Hogan goes on, “It has been the honour of my life to serve as commissioner. I made a lifelong commitment to public service, throughout the course of my almost 40-year political career. I am proud of my record and achievements as commissioner and I hope history will judge them favourably, when the final assessment is made.”
He concludes, “I would like to thank president von der Leyen, my fellow commissioners, council members and MEPs for their support and encouragement since my appointment as commissioner. I would also like to thank my cabinet, team and family for their support."
“I respect his decision. I am very grateful to him for his tireless work as a trade commissioner since the start of this mandate and for his successful term as commissioner in charge of agriculture in the previous College. He was a valuable and respected member of the College. I wish him all the best for the future” European Commission President Ursula von der Leyen
Following news of the resignation, the Irish prime minister Micheál Martin deputy prime minister Leo Varadkar and Green Party leader Eamon Ryan said it was "the correct course of action given the circumstances of the past week".

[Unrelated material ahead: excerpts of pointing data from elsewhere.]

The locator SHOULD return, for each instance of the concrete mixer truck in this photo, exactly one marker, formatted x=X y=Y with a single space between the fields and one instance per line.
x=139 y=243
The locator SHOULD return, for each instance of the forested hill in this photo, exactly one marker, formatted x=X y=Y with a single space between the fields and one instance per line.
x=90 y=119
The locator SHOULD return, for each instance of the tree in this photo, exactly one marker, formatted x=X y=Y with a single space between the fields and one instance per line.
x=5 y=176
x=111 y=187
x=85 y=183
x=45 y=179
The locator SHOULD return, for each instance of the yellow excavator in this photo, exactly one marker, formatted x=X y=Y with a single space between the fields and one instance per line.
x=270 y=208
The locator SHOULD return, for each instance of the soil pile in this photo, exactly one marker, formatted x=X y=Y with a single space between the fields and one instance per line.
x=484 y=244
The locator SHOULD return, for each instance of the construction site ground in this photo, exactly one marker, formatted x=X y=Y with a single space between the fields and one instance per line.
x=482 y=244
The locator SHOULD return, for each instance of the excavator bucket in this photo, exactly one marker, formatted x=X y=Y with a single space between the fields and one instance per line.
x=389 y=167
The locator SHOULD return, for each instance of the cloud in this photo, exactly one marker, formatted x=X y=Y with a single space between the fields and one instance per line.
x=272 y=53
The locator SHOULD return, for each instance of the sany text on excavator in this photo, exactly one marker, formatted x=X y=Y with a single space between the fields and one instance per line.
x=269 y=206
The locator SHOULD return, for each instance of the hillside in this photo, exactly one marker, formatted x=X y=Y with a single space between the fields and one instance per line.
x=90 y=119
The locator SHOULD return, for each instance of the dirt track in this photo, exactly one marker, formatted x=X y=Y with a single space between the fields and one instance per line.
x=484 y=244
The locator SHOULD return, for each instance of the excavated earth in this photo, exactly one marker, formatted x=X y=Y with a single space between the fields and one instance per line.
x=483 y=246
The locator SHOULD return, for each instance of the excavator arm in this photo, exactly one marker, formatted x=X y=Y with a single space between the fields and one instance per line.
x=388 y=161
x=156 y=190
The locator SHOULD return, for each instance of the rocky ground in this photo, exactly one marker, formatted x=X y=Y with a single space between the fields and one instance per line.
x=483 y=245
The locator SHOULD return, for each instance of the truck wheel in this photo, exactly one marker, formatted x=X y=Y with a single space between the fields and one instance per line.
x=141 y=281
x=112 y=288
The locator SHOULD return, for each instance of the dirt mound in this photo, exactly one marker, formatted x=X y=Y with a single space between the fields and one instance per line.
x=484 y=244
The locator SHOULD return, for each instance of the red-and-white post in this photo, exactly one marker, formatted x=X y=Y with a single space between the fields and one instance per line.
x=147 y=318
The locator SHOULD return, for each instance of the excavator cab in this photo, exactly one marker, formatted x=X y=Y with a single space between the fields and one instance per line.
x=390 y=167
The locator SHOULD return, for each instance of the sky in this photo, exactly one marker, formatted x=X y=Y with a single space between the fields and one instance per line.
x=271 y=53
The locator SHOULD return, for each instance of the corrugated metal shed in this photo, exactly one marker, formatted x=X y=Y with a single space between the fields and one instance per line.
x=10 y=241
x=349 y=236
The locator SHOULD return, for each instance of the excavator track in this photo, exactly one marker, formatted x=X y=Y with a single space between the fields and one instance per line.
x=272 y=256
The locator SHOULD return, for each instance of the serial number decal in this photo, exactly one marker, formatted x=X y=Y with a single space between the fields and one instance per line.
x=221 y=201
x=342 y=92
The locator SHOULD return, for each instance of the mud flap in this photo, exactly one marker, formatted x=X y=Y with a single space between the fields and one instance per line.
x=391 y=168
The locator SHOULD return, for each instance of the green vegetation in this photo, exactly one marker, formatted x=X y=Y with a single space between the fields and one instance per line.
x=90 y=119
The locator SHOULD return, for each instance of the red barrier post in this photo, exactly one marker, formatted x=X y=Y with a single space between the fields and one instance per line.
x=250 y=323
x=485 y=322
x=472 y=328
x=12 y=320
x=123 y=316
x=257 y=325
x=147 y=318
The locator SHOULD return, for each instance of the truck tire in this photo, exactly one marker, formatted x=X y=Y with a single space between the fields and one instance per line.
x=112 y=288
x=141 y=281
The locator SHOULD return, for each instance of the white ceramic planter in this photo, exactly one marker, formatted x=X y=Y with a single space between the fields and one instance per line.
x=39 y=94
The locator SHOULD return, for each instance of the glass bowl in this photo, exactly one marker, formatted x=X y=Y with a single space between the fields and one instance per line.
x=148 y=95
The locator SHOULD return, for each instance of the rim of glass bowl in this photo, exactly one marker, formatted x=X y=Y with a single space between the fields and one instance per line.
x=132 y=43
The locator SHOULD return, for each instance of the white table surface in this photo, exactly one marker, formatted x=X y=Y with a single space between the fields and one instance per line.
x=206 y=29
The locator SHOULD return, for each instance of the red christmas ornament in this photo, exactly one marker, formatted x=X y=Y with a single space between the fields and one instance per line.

"We all have a responsibility to support and adhere to public health guidelines and regulations," a joint statement stated.
Ireland will now need to nominate a new commissioner. The trade commissioner oversees the EU's common commercial policy.
The candidate nominated to succeed Hogan will need to appear before a European parliamentary committee for evaluation. If approved by the panel, the nominee will then be formally appointed as trade commissioner by the council.
Reaction was swift with the EU’s director general for trade, Sabine Weyand, describing it as “a sad day”.
“We will sorely miss you (Hogan) your stamina, dedication and negotiating talent, in dealing with the many challenges the global economy and EU trade face.”
Renew Europe Irish MEP Barry Andrews said the European Commission “has tried to become more political, connect with EU citizens and indeed be more accountable”.
Irish Labour Party leader Alan Kelly said he welcomed Hogan’s decision but said it “is five days overdue and has resulted in enormous damage to our effort to tackle Covid-19. The government needs to move quickly to fill the vacancy that now arises in the commission at what is a critical moment for Ireland.”
Simon Coveney, the former Irish deputy prime minister and current foreign affairs minister is the favourite to succeed Hogan but there is no guarantee Ireland will keep the important trade portfolio.